Pharmacology of CNS Drugs

Drugs affecting the central nervous system (CNS) were among first discovered by the primitive humans and are still the group of most widely used pharmacologic agents. In addition to their uses in therapy, many CNS-active drugs are used without prescription increase the sense of well-being. The mechanisms by which the various drugs work in CNS have not always been well understood. However, a dramatic progress has been made in the methodology of pharmacology of the CNS. It is now possible to study action of a drug on individual cells and ion channels, even in the single synapses. Information obtained from these studies is based on the several major developments in studies of the central nervous system.

Pharmacology of CNS Drugs

First, it is clear that nearly all drugs with CNS effects acts on the specific receptors that modulate synaptic transmission. With very few agents such as general anesthetics and alcohol may have the nonspecific actions on membranes (although these exceptions not fully accepted), but even these are not associated with the mediation of the actions result in the demonstrable alterations in synaptic transmission.

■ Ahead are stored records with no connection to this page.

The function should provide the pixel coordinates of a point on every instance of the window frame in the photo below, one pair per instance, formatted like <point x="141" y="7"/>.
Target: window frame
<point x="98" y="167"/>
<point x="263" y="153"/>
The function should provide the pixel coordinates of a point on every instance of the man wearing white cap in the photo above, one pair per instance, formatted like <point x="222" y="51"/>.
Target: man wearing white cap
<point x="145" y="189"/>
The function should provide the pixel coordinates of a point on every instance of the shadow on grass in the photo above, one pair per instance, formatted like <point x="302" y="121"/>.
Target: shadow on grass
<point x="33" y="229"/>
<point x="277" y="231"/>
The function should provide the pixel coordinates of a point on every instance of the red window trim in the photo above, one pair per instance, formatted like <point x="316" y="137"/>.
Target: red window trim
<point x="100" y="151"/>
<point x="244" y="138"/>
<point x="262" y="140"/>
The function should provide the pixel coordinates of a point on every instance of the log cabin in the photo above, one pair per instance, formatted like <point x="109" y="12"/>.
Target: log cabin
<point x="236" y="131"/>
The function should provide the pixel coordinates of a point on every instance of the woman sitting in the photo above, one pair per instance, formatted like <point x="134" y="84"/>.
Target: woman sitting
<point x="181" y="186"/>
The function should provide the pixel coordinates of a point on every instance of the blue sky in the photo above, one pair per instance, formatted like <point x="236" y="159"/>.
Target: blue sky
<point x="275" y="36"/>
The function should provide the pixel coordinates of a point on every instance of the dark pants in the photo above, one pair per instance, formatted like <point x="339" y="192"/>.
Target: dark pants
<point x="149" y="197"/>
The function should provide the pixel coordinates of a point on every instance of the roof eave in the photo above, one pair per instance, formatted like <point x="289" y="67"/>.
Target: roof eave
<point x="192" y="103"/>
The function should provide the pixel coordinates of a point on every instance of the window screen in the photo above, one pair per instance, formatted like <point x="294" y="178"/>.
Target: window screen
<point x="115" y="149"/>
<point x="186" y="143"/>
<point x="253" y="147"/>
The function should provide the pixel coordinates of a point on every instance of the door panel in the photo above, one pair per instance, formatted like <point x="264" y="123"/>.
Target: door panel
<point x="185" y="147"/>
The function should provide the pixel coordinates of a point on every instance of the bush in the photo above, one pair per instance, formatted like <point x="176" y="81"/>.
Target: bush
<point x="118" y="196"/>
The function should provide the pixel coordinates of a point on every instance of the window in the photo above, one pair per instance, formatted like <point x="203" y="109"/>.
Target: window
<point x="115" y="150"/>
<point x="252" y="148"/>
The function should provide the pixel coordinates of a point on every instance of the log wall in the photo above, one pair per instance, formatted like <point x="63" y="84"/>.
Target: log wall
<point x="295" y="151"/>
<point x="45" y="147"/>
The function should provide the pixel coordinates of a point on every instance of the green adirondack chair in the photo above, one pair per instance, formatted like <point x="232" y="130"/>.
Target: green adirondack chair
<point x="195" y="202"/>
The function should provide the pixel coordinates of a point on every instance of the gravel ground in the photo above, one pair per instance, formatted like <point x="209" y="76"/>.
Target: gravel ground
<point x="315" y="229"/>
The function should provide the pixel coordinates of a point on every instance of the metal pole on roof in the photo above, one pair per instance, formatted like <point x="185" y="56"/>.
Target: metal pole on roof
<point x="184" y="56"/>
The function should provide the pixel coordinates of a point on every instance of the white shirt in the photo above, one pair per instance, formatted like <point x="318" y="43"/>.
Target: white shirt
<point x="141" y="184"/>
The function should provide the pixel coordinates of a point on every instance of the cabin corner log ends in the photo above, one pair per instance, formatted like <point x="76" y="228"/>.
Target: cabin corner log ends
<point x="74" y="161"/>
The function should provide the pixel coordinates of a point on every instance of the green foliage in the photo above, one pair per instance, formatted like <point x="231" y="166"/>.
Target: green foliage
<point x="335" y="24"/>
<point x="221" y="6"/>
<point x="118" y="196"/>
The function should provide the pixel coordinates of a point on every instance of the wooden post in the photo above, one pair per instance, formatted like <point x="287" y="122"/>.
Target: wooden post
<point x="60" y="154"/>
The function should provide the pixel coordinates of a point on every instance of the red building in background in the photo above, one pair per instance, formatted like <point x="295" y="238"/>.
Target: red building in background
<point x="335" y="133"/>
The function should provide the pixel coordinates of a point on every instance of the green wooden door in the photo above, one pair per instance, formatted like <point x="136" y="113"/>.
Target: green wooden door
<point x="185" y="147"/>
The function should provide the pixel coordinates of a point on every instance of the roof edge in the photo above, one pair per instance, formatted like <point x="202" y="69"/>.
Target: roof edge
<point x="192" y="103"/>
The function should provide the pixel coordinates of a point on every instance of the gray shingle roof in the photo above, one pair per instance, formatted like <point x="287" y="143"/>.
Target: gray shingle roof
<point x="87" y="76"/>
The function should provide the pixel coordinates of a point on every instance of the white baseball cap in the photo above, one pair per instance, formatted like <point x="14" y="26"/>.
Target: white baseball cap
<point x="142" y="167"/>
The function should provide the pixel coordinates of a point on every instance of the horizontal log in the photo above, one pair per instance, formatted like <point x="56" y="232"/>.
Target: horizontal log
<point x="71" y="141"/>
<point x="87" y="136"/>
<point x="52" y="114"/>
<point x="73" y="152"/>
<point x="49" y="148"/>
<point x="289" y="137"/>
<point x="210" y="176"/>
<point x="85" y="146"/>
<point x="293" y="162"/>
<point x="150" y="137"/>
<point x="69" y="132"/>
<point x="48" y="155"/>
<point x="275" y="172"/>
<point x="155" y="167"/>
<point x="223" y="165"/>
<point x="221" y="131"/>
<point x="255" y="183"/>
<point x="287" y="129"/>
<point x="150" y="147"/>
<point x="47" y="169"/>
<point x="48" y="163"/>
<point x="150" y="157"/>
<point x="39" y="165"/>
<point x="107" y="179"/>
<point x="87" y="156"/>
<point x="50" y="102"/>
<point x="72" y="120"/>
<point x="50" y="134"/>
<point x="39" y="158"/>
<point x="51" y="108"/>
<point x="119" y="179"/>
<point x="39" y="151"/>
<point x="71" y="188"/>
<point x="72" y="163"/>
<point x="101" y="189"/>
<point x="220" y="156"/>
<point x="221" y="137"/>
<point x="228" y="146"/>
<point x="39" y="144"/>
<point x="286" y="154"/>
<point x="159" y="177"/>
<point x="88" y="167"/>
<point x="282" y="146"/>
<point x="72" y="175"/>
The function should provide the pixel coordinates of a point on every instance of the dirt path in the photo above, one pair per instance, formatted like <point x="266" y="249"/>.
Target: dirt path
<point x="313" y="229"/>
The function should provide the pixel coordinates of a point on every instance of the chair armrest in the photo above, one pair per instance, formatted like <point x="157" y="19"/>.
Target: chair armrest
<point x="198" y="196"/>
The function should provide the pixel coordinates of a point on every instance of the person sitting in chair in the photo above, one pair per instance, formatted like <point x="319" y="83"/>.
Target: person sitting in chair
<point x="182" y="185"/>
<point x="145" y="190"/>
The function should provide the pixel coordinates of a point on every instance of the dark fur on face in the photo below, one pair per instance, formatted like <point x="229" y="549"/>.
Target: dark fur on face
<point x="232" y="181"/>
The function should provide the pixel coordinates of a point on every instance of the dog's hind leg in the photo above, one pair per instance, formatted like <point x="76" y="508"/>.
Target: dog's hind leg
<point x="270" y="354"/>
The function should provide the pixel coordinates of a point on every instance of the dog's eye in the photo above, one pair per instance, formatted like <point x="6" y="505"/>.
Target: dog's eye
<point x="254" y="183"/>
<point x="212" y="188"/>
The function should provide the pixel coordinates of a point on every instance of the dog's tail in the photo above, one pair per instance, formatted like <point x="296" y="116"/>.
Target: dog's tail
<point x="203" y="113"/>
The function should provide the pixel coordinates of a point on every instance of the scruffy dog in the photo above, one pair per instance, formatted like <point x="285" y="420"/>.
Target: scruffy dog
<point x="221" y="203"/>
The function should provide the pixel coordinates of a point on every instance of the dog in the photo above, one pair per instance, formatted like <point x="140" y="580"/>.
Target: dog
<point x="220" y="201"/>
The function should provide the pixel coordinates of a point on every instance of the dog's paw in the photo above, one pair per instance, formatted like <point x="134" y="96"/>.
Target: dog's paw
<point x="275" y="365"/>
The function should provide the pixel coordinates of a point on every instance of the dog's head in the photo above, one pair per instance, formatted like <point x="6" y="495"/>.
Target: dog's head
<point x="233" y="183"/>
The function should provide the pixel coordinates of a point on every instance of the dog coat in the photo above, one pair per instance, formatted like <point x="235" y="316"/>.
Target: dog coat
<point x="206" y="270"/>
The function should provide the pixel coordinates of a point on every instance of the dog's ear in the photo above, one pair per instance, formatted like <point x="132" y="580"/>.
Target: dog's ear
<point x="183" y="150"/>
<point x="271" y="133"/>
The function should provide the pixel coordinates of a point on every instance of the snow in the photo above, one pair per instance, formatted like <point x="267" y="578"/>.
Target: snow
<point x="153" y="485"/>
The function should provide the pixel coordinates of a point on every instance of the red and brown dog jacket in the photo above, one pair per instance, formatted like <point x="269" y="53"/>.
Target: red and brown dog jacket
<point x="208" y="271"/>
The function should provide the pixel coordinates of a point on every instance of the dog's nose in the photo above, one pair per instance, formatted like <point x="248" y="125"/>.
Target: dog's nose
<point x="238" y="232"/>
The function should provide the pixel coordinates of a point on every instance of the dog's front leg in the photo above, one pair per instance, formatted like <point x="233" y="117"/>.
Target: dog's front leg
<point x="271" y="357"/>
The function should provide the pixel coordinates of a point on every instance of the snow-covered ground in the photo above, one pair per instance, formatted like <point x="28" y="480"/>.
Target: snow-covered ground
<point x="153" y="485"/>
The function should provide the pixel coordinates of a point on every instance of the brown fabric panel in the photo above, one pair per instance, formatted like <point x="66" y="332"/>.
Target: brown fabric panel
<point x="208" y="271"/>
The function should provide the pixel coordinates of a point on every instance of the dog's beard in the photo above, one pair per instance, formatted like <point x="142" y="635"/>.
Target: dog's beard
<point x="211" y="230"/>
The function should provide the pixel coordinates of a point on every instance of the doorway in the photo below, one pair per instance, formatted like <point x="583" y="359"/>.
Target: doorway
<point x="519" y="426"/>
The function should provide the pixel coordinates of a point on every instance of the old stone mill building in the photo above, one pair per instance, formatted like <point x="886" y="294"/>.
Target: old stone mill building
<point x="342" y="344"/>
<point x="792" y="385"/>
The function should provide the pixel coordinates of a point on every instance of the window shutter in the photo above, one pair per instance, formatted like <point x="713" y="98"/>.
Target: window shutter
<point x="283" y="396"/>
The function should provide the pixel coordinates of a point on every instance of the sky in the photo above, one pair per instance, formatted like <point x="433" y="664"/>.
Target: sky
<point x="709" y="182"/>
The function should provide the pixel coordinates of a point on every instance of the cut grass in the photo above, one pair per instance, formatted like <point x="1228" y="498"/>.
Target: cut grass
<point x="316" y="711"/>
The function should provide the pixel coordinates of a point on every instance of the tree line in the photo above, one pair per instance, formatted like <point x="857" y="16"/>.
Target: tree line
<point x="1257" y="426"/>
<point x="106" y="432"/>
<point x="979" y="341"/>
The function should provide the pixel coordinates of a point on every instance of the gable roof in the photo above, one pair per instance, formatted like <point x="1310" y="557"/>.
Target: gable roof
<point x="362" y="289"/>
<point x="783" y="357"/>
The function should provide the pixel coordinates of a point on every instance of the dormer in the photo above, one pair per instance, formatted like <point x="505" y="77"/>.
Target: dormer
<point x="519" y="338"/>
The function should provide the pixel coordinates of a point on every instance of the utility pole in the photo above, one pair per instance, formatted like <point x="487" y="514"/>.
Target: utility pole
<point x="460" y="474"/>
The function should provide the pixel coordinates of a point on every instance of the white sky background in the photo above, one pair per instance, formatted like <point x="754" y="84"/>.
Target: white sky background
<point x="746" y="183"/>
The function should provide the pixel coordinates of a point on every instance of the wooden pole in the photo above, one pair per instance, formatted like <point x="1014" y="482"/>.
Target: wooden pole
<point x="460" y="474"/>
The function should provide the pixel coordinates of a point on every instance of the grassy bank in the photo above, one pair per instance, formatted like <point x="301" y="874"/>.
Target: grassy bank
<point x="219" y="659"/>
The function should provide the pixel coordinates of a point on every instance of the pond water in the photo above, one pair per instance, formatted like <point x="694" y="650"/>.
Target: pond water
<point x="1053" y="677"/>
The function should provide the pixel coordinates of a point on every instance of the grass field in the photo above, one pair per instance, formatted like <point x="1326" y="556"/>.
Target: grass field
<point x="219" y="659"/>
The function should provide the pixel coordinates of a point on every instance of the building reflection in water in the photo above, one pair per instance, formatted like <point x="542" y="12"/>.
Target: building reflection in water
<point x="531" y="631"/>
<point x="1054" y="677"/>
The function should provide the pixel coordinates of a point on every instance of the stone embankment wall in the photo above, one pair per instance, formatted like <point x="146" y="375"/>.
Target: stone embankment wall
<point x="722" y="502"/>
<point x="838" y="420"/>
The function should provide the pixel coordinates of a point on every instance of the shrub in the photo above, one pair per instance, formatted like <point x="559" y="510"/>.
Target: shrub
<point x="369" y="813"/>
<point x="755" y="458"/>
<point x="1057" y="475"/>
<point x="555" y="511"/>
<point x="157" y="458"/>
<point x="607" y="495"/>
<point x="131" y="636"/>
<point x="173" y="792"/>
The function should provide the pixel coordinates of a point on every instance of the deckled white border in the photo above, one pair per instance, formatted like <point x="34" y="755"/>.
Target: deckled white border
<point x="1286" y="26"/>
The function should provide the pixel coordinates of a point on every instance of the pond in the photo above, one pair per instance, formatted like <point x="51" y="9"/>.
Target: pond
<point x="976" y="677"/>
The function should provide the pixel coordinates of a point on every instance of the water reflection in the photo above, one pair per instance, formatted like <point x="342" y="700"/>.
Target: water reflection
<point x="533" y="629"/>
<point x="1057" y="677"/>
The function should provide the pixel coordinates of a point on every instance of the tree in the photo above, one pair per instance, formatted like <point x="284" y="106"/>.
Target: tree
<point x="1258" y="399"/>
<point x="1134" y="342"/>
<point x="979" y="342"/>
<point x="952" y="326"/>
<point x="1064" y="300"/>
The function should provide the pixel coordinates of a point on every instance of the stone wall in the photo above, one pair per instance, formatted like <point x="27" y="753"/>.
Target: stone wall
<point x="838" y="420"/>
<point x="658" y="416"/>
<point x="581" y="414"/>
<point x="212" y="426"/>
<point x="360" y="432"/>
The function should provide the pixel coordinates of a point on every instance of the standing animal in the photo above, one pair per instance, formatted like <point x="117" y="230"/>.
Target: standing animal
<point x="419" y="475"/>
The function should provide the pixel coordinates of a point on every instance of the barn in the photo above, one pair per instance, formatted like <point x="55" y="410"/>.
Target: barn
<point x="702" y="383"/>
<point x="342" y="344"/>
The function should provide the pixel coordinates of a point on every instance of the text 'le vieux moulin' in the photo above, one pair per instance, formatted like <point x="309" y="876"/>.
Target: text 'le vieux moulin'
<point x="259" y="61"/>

Second, drugs are among most important tools to study the aspects of physiology of the CNS, the mechanism of seizures in the setting of long-term memory. Agonists that mimic natural transmitters (and in many cases more selective than endogenous substances) and antagonists are extremely useful in such studies. Natural Toxins – Tools for a Characterizing ion channels, describes some of the substances.

Third, unraveling actions of drugs of known clinical effectiveness has led to some of most fruitful hypotheses on the mechanisms of the disease. For example, information on the action of the antipsychotic drugs on dopamine receptors has provided basis of assumptions regarding the pathophysiology of schizophrenia.

Studies on effects of a variety of agonists and the antagonists of-aminobutyric acid (GABA) has led new concepts in the pathophysiology of several diseases, including anxiety and epilepsy.